Definitely not waiting for Paris' return with bated breath is Barbara Walters.
After being passed over for the first TV interview with the jailbird, Walters and ABC have told the Hilton clan there's no interest in talking to Paris at all.
And poor Hilton isn't getting any love from NBC, either. "We have informed her people we are no longer interested in pursuing an interview," an NBC News spokeswoman said yesterday.
The rapid about-face by the networks came after Hilton's camp demanded big bucks to talk to the heiress when she is freed after serving her sentence for violating probation on an alcohol-related driving charge.
The rejection from Walters came after a flurry of late-night calls between Walters and Hilton's mother, Kathy Hilton. That led to a 2 a.m. call between Walters and Paris Hilton, set up by her aunt.

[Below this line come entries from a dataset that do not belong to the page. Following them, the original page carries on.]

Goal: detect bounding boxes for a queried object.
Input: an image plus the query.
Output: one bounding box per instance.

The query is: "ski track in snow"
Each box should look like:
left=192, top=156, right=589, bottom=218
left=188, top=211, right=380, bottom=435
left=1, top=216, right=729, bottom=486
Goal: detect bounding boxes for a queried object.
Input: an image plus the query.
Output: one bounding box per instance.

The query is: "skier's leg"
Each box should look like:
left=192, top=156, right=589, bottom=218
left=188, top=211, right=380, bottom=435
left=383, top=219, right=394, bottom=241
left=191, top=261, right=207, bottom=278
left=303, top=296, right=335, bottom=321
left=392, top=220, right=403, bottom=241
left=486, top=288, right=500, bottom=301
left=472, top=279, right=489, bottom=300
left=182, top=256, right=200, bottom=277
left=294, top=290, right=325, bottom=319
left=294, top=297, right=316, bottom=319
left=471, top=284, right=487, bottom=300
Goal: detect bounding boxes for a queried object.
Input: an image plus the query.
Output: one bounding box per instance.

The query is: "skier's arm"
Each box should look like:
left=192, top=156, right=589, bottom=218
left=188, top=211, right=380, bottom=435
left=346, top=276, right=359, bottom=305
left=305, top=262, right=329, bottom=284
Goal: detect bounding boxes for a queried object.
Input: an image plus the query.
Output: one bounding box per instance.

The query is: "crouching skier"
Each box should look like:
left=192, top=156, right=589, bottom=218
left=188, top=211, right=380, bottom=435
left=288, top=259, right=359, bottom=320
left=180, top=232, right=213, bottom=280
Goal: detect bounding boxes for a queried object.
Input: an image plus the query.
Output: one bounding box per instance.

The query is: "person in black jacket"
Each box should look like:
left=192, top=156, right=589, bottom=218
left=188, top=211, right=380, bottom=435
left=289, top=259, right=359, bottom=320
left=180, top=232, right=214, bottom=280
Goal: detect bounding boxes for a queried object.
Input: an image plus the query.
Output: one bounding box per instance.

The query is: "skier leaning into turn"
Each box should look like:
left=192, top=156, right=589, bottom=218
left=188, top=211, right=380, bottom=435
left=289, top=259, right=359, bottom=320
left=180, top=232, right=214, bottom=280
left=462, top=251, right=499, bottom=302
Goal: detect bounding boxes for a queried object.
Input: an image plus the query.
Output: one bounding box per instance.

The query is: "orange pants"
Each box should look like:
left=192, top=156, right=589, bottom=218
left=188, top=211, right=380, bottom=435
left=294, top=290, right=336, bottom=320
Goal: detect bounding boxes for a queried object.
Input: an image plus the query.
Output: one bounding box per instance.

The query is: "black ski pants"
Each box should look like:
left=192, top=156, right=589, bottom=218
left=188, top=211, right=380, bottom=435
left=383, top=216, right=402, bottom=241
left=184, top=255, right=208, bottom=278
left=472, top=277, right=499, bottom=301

"Each of them tried to get the interview back on track, no strings attached," said an ABC executive with knowledge of the conversation.
Walters, the source said, agreed to nothing. Paris Hilton "said she was sorry about all of the negotiations that had been outside of her control," the source said.
Yesterday morning, Walters got a message from Paris Hilton's father, Rick Hilton. By afternoon, Walter's producer David Sloan called him to say there would be no interview.
"The machinations of the last couple days left them cold," the ABC source added.
Those same machinations also burned NBC. Both situations fell apart after
the Hiltons tried to get upward of $1 million from the networks for access.
There was also speculation that Hilton's camp, which has hired crisis manager Michael Sitrick, realized getting any sort of payout - whether for an interview or licensing videos - would not improve her image.
Sitrick did not return a call for comment yesterday.